Here are some of the tax situations that can affect your tax bracket, and affect your overall wealth:
Distributions = Taxable Income
Unless you have a Roth account, your retirement account withdrawals count as taxable income. Depending on how much you withdraw each year, you could see an increase in what you owe. Your distributions could put you in a higher tax bracket.
If you have relatively modest retirement needs, then this usually isn’t a huge problem. Modest living can mean that you end up in a lower tax bracket during retirement. However, if you are still meeting debt obligations, and if you are pursuing expensive hobbies or travel, you might need to withdraw more money in order to meet your requirements. This means higher taxes, especially if you continue to work during retirement on top of withdrawing money from your account.

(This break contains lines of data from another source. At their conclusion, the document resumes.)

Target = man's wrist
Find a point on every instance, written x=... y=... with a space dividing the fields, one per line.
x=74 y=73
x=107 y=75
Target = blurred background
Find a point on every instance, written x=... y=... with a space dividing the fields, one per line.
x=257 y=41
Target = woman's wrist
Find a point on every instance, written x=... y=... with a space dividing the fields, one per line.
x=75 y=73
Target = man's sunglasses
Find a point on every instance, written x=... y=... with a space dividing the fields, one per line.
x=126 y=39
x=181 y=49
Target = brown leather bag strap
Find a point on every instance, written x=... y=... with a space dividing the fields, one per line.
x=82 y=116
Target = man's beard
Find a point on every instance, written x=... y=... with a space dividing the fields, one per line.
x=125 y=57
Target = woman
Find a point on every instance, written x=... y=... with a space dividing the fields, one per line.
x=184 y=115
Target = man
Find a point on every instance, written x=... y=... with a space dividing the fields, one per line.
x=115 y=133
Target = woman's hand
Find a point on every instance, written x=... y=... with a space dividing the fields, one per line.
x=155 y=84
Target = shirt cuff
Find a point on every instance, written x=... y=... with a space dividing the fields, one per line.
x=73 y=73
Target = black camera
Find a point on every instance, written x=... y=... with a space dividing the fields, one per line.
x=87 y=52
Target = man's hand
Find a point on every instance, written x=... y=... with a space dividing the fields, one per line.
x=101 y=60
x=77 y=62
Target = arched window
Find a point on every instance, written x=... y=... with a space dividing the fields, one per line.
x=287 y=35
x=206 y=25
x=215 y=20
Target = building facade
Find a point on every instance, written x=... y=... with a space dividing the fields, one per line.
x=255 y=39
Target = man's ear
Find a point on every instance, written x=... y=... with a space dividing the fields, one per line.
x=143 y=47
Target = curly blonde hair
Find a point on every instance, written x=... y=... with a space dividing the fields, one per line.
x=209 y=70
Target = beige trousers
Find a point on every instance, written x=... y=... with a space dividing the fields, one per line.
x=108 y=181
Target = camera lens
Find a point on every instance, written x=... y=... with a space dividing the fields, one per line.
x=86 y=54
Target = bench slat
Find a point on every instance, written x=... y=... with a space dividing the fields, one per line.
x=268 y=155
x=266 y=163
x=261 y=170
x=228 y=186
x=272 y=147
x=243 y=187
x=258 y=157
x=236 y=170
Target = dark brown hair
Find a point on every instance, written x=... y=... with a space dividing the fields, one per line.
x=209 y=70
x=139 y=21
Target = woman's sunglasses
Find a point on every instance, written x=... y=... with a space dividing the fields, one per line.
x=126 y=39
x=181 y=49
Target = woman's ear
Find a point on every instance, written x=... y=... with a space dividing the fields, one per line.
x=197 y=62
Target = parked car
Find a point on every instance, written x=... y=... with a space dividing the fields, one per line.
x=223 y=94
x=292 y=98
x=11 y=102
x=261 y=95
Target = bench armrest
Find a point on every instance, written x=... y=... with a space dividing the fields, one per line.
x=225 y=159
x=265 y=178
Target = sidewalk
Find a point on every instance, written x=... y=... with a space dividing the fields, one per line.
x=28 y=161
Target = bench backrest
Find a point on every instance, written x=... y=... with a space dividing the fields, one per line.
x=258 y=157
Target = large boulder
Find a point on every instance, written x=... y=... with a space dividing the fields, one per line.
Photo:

Required Minimum Distributions
Maybe you don’t necessarily need to withdraw a lot of money from your retirement account. Once you reach the age of 70 1/2, though, what you require during retirement might not matter so much. You have to take required minimum distributions (RMDs) from every retirement account except a Roth IRA.
These RMDs are figured based on your life expectancy and the size of your nest egg. If you don’t take the required amount each year, you are hit with penalties. However, taking the RMDs can lead to putting you in a higher tax bracket.
Rolling Your Retirement Account To A Roth IRA
Almost all of these tax issues can be solved by rolling your qualified retirement account over to a Roth IRA. You don’t pay income tax on your Roth IRA withdrawals, and you aren’t forced to take RMDs with a Roth IRA.
However, rolling over your retirement account comes with its own tax consequences. While anyone, at any income level, can roll over a qualified account, there are still tax hits. First of all, if you have your money in a deferred account, you haven’t paid taxes on your contributions, so you will have to remedy that situation. The IRS will consider the amount you roll over as income, and you will be taxed at your marginal rate.
You can roll all of the money over at once, and pay the taxes to get it over with, or you can roll over a portion of your retirement account a little at a time to spread out the tax impact. Before making the decision, consult a knowledgeable financial professional about the tax implications. You should work out a plan that helps you minimize your taxes in retirement.